Muguet, roses, hortensias, cyclamens, chrysanthèmes, géraniums, pensées, primevères, bulbes, plants potagers… En France, les Pays de la Loire sont le leader toute catégorie en plantes ornementales. Mais le premier bassin horticole tremble sur ses bases, ébranlé par trois longues années de crise.
Les printemps grisaille et les automnes diluviens se succèdent. « Quand il pleut, on n’a pas envie de mettre ses bottes et d’aller planter des végétaux », observe Christophe Thibault, président de la coopérative Fleuron d’Anjou.

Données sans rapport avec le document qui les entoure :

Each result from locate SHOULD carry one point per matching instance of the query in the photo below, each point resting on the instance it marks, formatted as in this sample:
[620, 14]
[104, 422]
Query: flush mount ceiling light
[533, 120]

La météo « pourrie » amplifie l’effet abrasif de la crise économique qui rogne le porte-monnaie des jardiniers amateurs et le budget consacré par les communes au fleurissement.
Les jardineries, par lesquelles transite le tiers des ventes de végétaux, sont désertées. Affaiblis par la chute des ventes, les 200 magasins Jardiland viennent d’être rachetés par le fonds d’investissement L-Gam, propriété de la famille princière du Lichtenstein. À Saint-Etienne, Jardi Expansion a cédé en catastrophe ses magasins Delbard, avant d’être liquidée fin janvier.
Dans ce contexte de lutte pour la survie, les enseignes spécialisées (Truffaut, Jardiland, Gamm vert, Botanic, Nalod’s…) se bagarrent férocement sur les prix. Elles n’hésitent pas à mettre en concurrence la production locale avec les fournisseurs étrangers, dont les coûts de production sont inférieurs de moitié.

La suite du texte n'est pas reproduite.